Conquistano la prima piazza ad ovest in una condizione dove il fattore campo non è destinato ad incidere, e poi letteralmente mollano gli ormeggi in vista dei playoff. È probabilmente in quel momento – chiaramente, lo possiamo solo dedurre – che riprendono definitivamente le redini della stagione, concentrandosi più sull’aspetto umano di squadra, che sul gioco. Le partite vengono vissute con una superficialità ai limiti dell’imbarazzante, proponendo un gioco svogliato e inefficace, ma dietro le quinte quel lavoro lunghissimo fatto di motivazioni e comunità di intenti, si forma definitivamente.
Ed il successo, a quel punto, diviene a portata di mano. Lo possiamo notare anche a seguito dello sciopero proposto dai Milwaukee Bucks, che si rifiutano di scendere in campo durante una sfida di postseason con gli Orlando Magic, protestando per il clima di violenza razziale che permane fuori dalla bolla.
Forse per la prima volta, gran parte dei giocatori della lega (quelli presenti ad Orlando) si riuniscono in assemblea per decidere se proseguire o meno. James e Kawhi Leonard propongono la fine immediata della stagione: una mossa apparentemente sorprendente, rappresentando i principali giocatori delle due contendenti al titolo più accreditate.
La creazione di Silver vacilla – ed il COVID-19 non c’entra niente – e nell’abbandonare l’incontro fermo sulle sue posizioni, LeBron viene seguito dal resto della squadra. A dimostrazione che ci si muove uniti, appoggiando la causa e l’opinione promossa dal leader gerarchico del gruppo, anche se questa è direzionata verso l’annullamento dei sacrifici fatti fino a quel punto.
La situazione rientra, ma anche questa immagine rappresenta profeticamente quello che oggi possiamo definire “fattuale”: una squadra che perde gara 1 con Portland al primo turno, e risorge dalle sue ceneri attraverso l’attuazione di accorgimenti progressivi, appoggiandosi sulla propria difesa, vincendo quattro gare consecutive. Stesso identico copione contro Houston al secondo turno, e similare nell’incrocio con Denver in Conference Finals.
Giunti all’ultimo atto con Miami, la vittoria in gara 4 rappresenta al meglio l’anticamera del successo definitivo.
Dopo essersi agilmente portati sul 2 a 0 nella serie (complici anche gli infortuni sofferti dagli Heat nella sfida d’esordio), dopo aver subito un clamoroso rientro avversario in gara 3, la squadra si compatta sciorinando una prestazione corale ai limiti del perfetto.

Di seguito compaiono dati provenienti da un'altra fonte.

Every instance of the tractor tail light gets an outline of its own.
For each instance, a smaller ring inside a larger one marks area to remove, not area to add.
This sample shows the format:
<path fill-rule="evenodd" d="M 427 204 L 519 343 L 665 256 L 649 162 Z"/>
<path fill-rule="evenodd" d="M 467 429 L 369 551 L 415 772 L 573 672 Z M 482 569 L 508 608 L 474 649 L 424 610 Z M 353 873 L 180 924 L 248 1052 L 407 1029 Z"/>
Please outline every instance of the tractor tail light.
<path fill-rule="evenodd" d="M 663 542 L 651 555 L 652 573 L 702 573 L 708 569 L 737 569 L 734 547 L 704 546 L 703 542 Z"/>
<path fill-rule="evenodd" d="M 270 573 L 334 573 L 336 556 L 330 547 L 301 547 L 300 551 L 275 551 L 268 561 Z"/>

Il contorno alla coppia più forte della lega tiene botta per 48 minuti, restituendo ai gialloviola un’inerzia che poteva apparir minacciata, e testimoniando quella sensazione già provata nell’osservare i vari Alex Caruso, Kentavious Caldwell-Pope o Javale McGee durante l’arco di tutta la stagione.
E cioè che ognuno si è sentito decisivo, rivelandosi tale, per il ruolo dedicato. Ognuno, anche i Jaren Dudley e Quinn Cook, ha percepito l’importanza di esserci, dedicandosi al massimo per l’obiettivo comune. Un qualcosa determinato probabilmente più di un anno prima dalla decisiva gara 6, forse in quel pre-camp di Las Vegas, e forgiato attraverso tragedie e avversità che non hanno scalfito il disegno di James e AD.
Impossibile da terminare, senza l’apporto di un gruppo forte quando unito, non necessariamente tale se osservato singolo per singolo. Anche in questo modo si vincono i titoli.